Alle Flüssigkeiten sind bestrebt, das kleinstmögliche Volumen, also die Form einer Kugel, anzunehmen. Die dabei wirkenden Kräfte werden als Oberflächenspannung der Flüssigkeit bezeichnet. Treffen Tropfen der Flüssigkeit auf die Oberfläche der Lotus-Blätter, so bewirken die Anziehungskräfte, dass die Flüssigkeit an der jeweiligen Oberfläche haftet. Dabei gibt es Oberflächen, die Wassermoleküle stark anziehen – auch hydrophile Oberflächen genannt – und welche, die das Wasser abstoßen (hydrophobe Oberflächen). Die beschriebene Anziehungskraft wird durch unzählige Noppen der Blattstruktur der Lotus-Pflanze vermindert.

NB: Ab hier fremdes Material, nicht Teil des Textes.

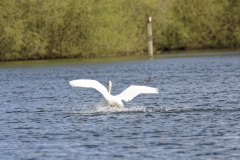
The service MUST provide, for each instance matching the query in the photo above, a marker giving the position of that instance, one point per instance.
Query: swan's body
(127, 95)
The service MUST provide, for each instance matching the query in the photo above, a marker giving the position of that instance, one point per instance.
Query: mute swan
(127, 95)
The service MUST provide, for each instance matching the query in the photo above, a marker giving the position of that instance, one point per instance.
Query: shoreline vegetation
(42, 29)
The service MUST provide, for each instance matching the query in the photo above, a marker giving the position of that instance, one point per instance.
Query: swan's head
(109, 86)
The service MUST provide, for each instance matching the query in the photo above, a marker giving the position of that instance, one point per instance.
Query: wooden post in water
(150, 44)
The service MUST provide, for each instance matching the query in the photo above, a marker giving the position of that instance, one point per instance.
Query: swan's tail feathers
(132, 91)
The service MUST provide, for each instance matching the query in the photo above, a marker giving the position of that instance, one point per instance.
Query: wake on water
(103, 108)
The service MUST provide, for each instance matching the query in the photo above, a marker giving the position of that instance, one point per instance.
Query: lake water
(196, 114)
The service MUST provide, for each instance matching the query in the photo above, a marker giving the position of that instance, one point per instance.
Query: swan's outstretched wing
(132, 91)
(90, 84)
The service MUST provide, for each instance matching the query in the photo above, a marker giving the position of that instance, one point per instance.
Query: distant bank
(79, 28)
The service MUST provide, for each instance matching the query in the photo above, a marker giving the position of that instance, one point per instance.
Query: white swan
(127, 95)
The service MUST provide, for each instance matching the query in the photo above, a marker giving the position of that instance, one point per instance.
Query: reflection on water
(195, 116)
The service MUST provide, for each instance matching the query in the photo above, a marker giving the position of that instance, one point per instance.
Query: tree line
(40, 29)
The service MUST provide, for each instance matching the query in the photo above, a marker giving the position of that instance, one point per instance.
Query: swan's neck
(109, 87)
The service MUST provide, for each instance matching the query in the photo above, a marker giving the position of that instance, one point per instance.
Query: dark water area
(196, 114)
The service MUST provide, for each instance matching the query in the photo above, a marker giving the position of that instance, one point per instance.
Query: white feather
(127, 95)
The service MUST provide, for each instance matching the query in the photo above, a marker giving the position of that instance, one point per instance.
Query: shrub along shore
(46, 29)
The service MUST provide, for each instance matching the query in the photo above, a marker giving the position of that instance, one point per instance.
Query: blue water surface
(196, 114)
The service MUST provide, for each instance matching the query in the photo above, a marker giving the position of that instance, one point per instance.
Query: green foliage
(39, 29)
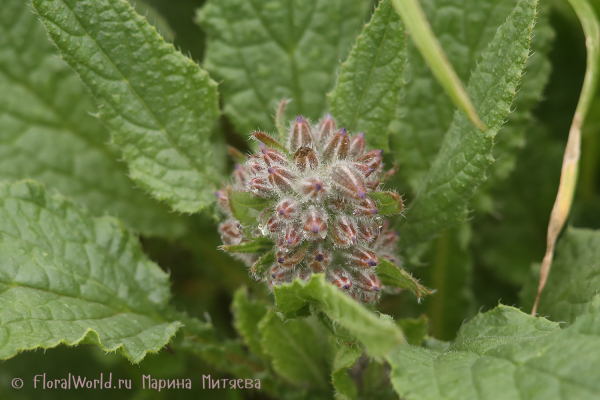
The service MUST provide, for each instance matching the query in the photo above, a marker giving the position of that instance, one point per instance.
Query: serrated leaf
(466, 153)
(254, 246)
(378, 336)
(506, 354)
(575, 277)
(388, 203)
(367, 90)
(245, 206)
(160, 105)
(392, 275)
(268, 51)
(48, 134)
(464, 29)
(414, 329)
(298, 350)
(67, 277)
(344, 358)
(247, 315)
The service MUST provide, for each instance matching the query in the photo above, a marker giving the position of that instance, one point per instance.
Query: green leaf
(265, 52)
(344, 358)
(66, 277)
(506, 354)
(575, 276)
(378, 335)
(392, 275)
(298, 349)
(464, 28)
(388, 203)
(246, 315)
(414, 330)
(160, 105)
(367, 90)
(254, 246)
(245, 206)
(48, 134)
(466, 153)
(432, 52)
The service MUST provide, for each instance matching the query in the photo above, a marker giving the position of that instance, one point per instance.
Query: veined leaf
(66, 277)
(506, 354)
(366, 93)
(298, 349)
(466, 153)
(48, 134)
(378, 335)
(267, 51)
(344, 358)
(160, 105)
(247, 315)
(575, 276)
(464, 29)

Ein Wassertropfen liegt dadurch auf den Spitzen dieser Erhebungen, wie ein Fakir auf einem Nagelbrett. Zwischen den einzelnen Erhebungen ist Luft. Dadurch wird ein Wassertropfen von der Oberfläche noch weniger angezogen, liegt nur mit kleinster Fläche auf, fließt schnell ab und bildet wegen der Oberflächenspannung ein kleines Kügelchen. Der Tropfen zerfließt nicht! Durch die Noppenstruktur liegen auch die Schmutzteilchen nur mit kleinster Fläche auf, die Anziehungskräfte zwischen Schmutz und Blatt sind daher äußerst gering, das heißt: auch hydrophober Schmutz haftet nicht auf der Blattoberfläche und kann von dem abfließenden Wasser mittransportiert werden – das Blatt ist immer sauber.

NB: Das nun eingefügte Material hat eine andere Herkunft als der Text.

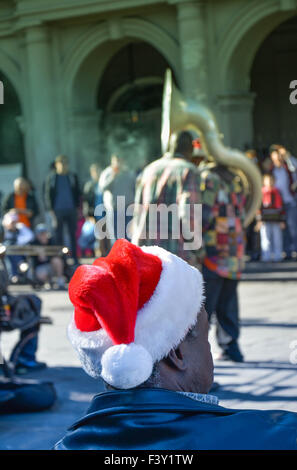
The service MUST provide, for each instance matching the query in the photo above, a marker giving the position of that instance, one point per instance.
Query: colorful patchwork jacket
(223, 203)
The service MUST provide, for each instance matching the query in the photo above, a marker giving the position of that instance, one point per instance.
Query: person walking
(22, 202)
(271, 221)
(62, 196)
(223, 204)
(285, 173)
(117, 181)
(171, 181)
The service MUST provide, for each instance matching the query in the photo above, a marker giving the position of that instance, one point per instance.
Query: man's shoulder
(170, 164)
(182, 423)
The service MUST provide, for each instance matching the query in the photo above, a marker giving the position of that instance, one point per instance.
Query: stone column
(236, 118)
(192, 38)
(41, 141)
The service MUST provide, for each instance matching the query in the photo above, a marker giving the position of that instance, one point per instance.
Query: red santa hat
(130, 309)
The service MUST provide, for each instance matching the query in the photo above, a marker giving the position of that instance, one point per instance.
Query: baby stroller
(20, 395)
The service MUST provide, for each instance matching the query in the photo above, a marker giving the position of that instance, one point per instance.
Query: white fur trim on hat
(89, 345)
(161, 324)
(126, 365)
(165, 319)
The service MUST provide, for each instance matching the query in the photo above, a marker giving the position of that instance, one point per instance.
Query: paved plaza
(266, 380)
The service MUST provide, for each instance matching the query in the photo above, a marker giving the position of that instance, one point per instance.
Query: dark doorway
(12, 147)
(274, 67)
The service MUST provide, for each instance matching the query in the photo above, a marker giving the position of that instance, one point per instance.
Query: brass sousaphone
(178, 115)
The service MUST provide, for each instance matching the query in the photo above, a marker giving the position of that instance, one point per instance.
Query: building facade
(80, 77)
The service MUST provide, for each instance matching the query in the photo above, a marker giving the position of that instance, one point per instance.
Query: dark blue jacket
(160, 419)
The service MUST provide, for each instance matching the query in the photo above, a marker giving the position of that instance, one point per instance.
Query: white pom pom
(126, 365)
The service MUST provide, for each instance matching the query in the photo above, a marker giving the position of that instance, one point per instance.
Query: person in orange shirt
(22, 202)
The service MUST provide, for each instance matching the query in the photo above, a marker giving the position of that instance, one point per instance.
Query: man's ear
(176, 359)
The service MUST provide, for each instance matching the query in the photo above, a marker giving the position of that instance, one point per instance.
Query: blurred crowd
(273, 233)
(69, 215)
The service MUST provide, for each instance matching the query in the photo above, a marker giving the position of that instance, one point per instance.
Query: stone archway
(238, 48)
(274, 67)
(84, 68)
(106, 39)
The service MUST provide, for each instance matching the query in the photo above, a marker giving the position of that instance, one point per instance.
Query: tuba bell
(179, 114)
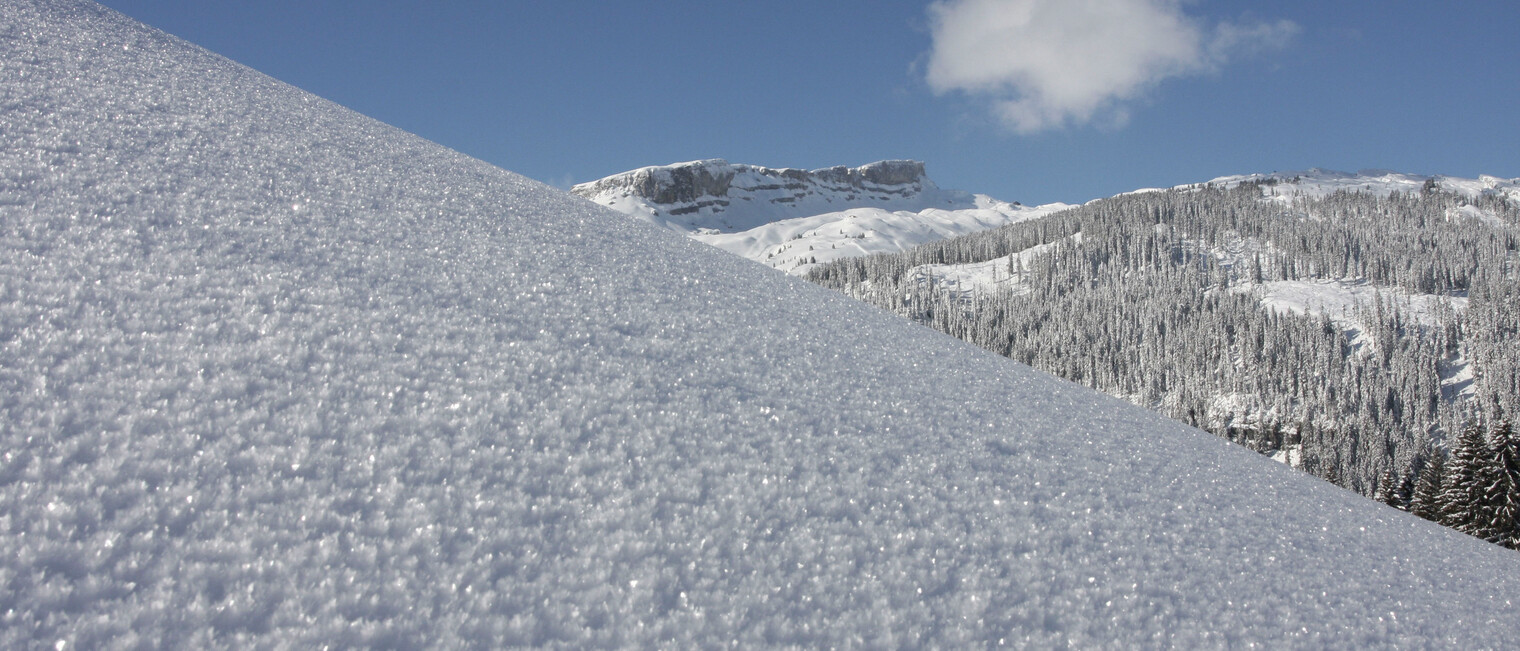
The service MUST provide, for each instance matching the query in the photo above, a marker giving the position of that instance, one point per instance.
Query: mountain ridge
(277, 374)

Gibt es noch andere Pflanzen, die diese Eigenschaften aufweisen?

Neben der Lotus-Pflanze zeigt auch zum Beispiel Kohlrabi den Effekt der Selbstreinigung. Spätestens bei einem Spaziergang am frühen Morgen durch den Wald können Sie beobachten, wie sich Tau an den Blättern verschiedener Pflanzen absetzt. In diesem Fall sind die Wassertropfen bereits zu einer Kugel geformt. Sobald das Blatt schräg steht, perlen die Tropfen ab. Und auch im Tierreich gibt es diesen Effekt: Als eines der zahlreichen Bespiele wäre hier das Federkleid von Vögeln zu nennen.

Übertragen auf die Technik ­– Wo sehen Sie Möglichkeiten und Grenzen des Lotus-Effekts?

Ideal für die Lotus-Technologie sind Oberflächen, die Regen ausgesetzt sind. Hier tritt die Selbstreinigung wie beim natürlichen Vorbild problemlos ein. Anwendung findet der Lotus-Effekt zum Beispiel bei Wandfarbe. Aber – und dessen sollte man sich bewusst sein – die Wirksamkeit des Lotus-Effekts ist nicht von unendlicher Dauer. Der Selbstreinigungseffekt funktioniert gegebenenfalls nur über einen gewissen Zeitraum. Auch die Automobilindustrie bietet dem Lotus-Effekt beispielsweise bei Lacken oder der Autowäsche ein großes Anwendungsfeld. Aber auch hier darf man nicht vergessen, diesen Effekt immer wieder zu erneuern – so wie es die Lotus-Pflanze vorgibt. In diesem Kontext sehe ich vor allem im Insektenflug ein großes Problem. Durch den Aufprall von Käfern oder Mücken wird die Oberflächenstruktur und somit der Lotus-Effekt sukzessive zerstört.

Herr Professor Dr. Rechenberg, würden Sie uns abschließend noch einen Ausblick geben, was zukünftig mit dem Lotus-Effekt noch möglich sein wird?

Als Bioniker beobachte ich lediglich die Perfektion der Natur – welche Leistungen sie hervorbringt – und bin gewillt, diese in Zusammenarbeit mit ausgezeichneten Ingenieuren technisch nachzubilden. Nur das Zusammenwirken von Biologie und Technik hat dem Menschen Fortschritt gebracht. Meist steht die Beobachtung in der Biologie im Vordergrund. Wenn die Technik ihren Teil beiträgt, dann kommt es zu „Explosionen“ – so wie es im Fall der Lotus-Pflanze war.

Vielen Dank Herr Professor Dr. Rechenberg für die lehrreiche Erläuterung des Lotus-Effekts und die Begründung dessen, warum es so wichtig ist, ihn immer wieder zu erneuern.